Lessons on Race and History in The Butler

Race in America through a man who tended Presidents

  • Share
  • Read Later

In November 2008, an octogenarian African American named Eugene Allen--a White House butler through eight presidential administrations--witnessed Barack Obama's election in joyful disbelief and became the subject of a poignant Washington Post story. A version of his life, shifted into dramatic overdrive, is told in director Lee Daniels' The Butler, a saga of 20th century civil rights as seen through the professional and domestic struggles of the fictionalized butler Cecil Gaines (Forest Whitaker, never better), whose job was to be invisible in one of the most visible places in the world. Wildly operatic and occasionally too obvious, The Butler is nonetheless, like Roots, an essential and deeply moving filmic rendering of African-American history.

Daniels and screenwriter Danny Strong have spun their story into a 20th century epic, opening in 1926 with young Cecil witnessing first his mother led from a cotton field to be raped by the landowner and then his mildly protesting father shot dead. The lady of the manor (Vanessa Redgrave) decides, perhaps in a fit of sympathy, to train Cecil as a "house n-----," a phrasing echoed during his job interview at the White House in 1957. As an adult, Cecil is the 1950s "good Negro" juxtaposed against the older of his two sons, Louis (the marvelous David Oyelowo), the "angry black man" who comes of age as a Freedom Rider in the '60s.

As in his earlier movies Precious and The Paperboy, Daniels places extreme emphasis on palette to establish mood.
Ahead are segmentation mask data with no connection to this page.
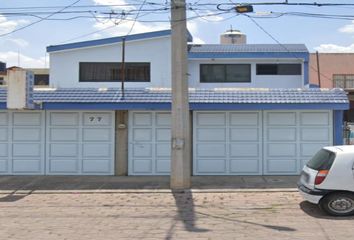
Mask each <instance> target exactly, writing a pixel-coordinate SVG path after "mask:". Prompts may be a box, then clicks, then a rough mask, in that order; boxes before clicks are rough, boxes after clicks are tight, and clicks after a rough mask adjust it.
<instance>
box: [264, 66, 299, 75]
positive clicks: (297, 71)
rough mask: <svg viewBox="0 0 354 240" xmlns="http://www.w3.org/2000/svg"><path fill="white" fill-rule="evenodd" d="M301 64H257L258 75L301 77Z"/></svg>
mask: <svg viewBox="0 0 354 240" xmlns="http://www.w3.org/2000/svg"><path fill="white" fill-rule="evenodd" d="M301 72H302V71H301V64H257V75H301Z"/></svg>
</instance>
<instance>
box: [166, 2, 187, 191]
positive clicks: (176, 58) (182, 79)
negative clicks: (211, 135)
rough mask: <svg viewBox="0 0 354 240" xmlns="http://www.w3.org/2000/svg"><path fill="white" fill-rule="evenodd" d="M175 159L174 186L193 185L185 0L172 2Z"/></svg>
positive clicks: (173, 124) (171, 177)
mask: <svg viewBox="0 0 354 240" xmlns="http://www.w3.org/2000/svg"><path fill="white" fill-rule="evenodd" d="M171 30H172V34H171V48H172V62H171V63H172V153H171V154H172V159H171V179H170V185H171V189H175V190H177V189H187V188H190V181H191V154H190V149H191V147H190V144H191V140H190V138H191V137H190V136H191V135H190V122H189V101H188V62H187V61H188V60H187V24H186V2H185V0H172V1H171Z"/></svg>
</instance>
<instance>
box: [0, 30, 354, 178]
mask: <svg viewBox="0 0 354 240" xmlns="http://www.w3.org/2000/svg"><path fill="white" fill-rule="evenodd" d="M170 35H171V31H170V30H167V31H158V32H151V33H144V34H135V35H130V36H127V37H126V38H125V39H126V49H125V53H126V56H125V59H126V73H125V75H126V81H125V91H124V96H123V92H122V89H120V86H121V79H120V78H121V67H120V64H121V63H120V59H121V54H122V41H123V38H121V37H114V38H108V39H101V40H94V41H86V42H79V43H71V44H64V45H57V46H49V47H48V48H47V50H48V52H49V54H50V85H51V86H52V87H53V88H47V89H37V90H35V91H34V93H33V96H34V100H35V102H36V103H37V110H36V111H33V110H32V111H17V110H16V111H15V110H6V98H5V94H6V92H5V91H4V90H0V108H2V109H3V110H2V111H0V125H1V126H0V131H2V134H1V135H0V136H2V137H1V139H0V171H1V172H2V173H3V174H71V175H81V174H84V175H113V174H118V175H124V174H129V175H166V174H169V171H170V144H171V143H170V140H171V135H170V124H171V123H170V108H171V89H170V87H171V36H170ZM188 40H189V41H191V40H192V39H191V36H188ZM188 57H189V86H190V90H189V91H190V108H191V116H192V128H193V144H192V149H193V174H194V175H295V174H299V173H300V171H301V168H302V166H303V164H304V163H305V162H306V161H307V160H308V159H309V157H311V156H312V155H313V154H314V152H315V151H317V150H318V149H319V148H320V147H322V146H324V145H333V144H341V143H342V139H343V135H342V121H343V119H342V118H343V110H346V109H347V108H348V100H347V97H346V95H345V92H343V91H342V90H339V89H336V90H321V89H310V88H308V86H309V78H308V69H309V67H308V61H309V53H308V50H307V48H306V47H305V46H304V45H302V44H289V45H274V44H239V45H223V44H213V45H210V44H203V45H193V44H191V45H189V56H188ZM11 149H12V150H11ZM126 166H127V167H126Z"/></svg>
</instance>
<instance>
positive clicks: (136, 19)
mask: <svg viewBox="0 0 354 240" xmlns="http://www.w3.org/2000/svg"><path fill="white" fill-rule="evenodd" d="M145 3H146V0H144V2H143V3H142V4H141V6H140V8H139V11H138V13H137V14H136V17H135V19H134V22H133V24H132V26H131V28H130V30H129V31H128V33H127V34H126V36H129V34H130V33H131V32H132V31H133V28H134V26H135V23H136V20H138V17H139V14H140V13H141V11H142V9H143V7H144V5H145Z"/></svg>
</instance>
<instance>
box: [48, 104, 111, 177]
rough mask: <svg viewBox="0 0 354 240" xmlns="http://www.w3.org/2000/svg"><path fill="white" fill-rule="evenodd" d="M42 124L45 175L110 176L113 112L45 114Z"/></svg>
mask: <svg viewBox="0 0 354 240" xmlns="http://www.w3.org/2000/svg"><path fill="white" fill-rule="evenodd" d="M46 121H47V143H46V144H47V148H46V149H47V153H46V172H47V174H59V175H61V174H72V175H112V174H113V171H114V114H113V112H70V111H65V112H61V111H49V112H47V116H46Z"/></svg>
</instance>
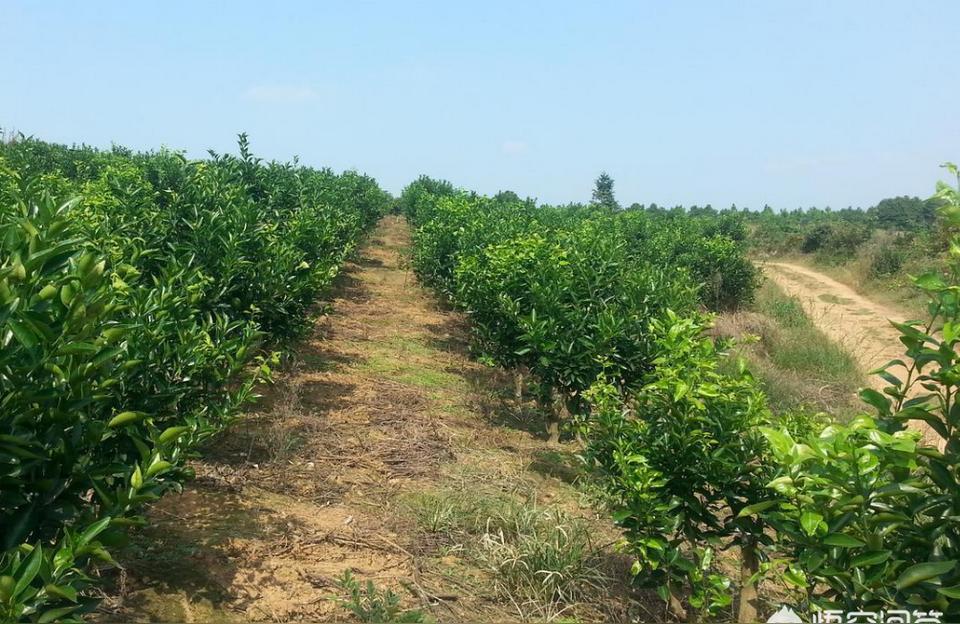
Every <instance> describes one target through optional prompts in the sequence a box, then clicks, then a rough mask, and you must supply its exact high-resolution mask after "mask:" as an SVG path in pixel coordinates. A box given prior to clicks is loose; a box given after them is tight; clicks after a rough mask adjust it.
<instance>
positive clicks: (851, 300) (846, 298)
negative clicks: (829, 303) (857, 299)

The movie burns in hues of red and amber, a nod to James Baldwin, author of The Fire Next Time, and those fires that raged--often literally--in American race relations. Oprah Winfrey, who plays Cecil's alcoholic wife Gloria, wears mostly coral, deep reds and pinks and makes you forget she's Oprah as she smokes and smolders her way through the role of a woman caught between her husband's and son's warring views on opportunity, equality and respect for authority.

The ugly images are myriad: two lynched men hang, Bruegelian, from a rope; chaos reigns on the Freedom Riders' bus as Klansmen attack. Yet there are moments of levity. "Since when did he start calling us Negroes?" head butler Carter (Cuba Gooding Jr.) murmurs as he watches Lyndon Johnson (Liev Schreiber), a regular user of the N word, speak in favor of civil rights on TV.

But Daniels falters in his stunt casting of the Presidents and First Ladies. As the famous faces parade through, from Robin Williams' Dwight Eisenhower to John Cusack's mortifying Richard Nixon, it begins to appear as if they were all hosting SNL and obliged to do a presidential imitation. That said, Jane Fonda's Nancy Reagan? More, please.

Daniels counters nearly every scene at the White House with one from the civil rights movement--the elegance of a state dinner contrasting with the savagery at a lunch counter; Cecil reading Madeline to Caroline Kennedy while the bad hats of the Klan gather in Alabama. It's as subtle as hammer to nail but effective. Those who dislike The Butler will accuse it of using both Cecil and Louis Gaines as Zelig-like props, placing them too obviously in harm's way on the railroad ties of time, from Selma to Vietnam. They'd be right, but plenty of real people were caught on those tracks, and The Butler's undeniable force stems from putting its characters--and us--there too.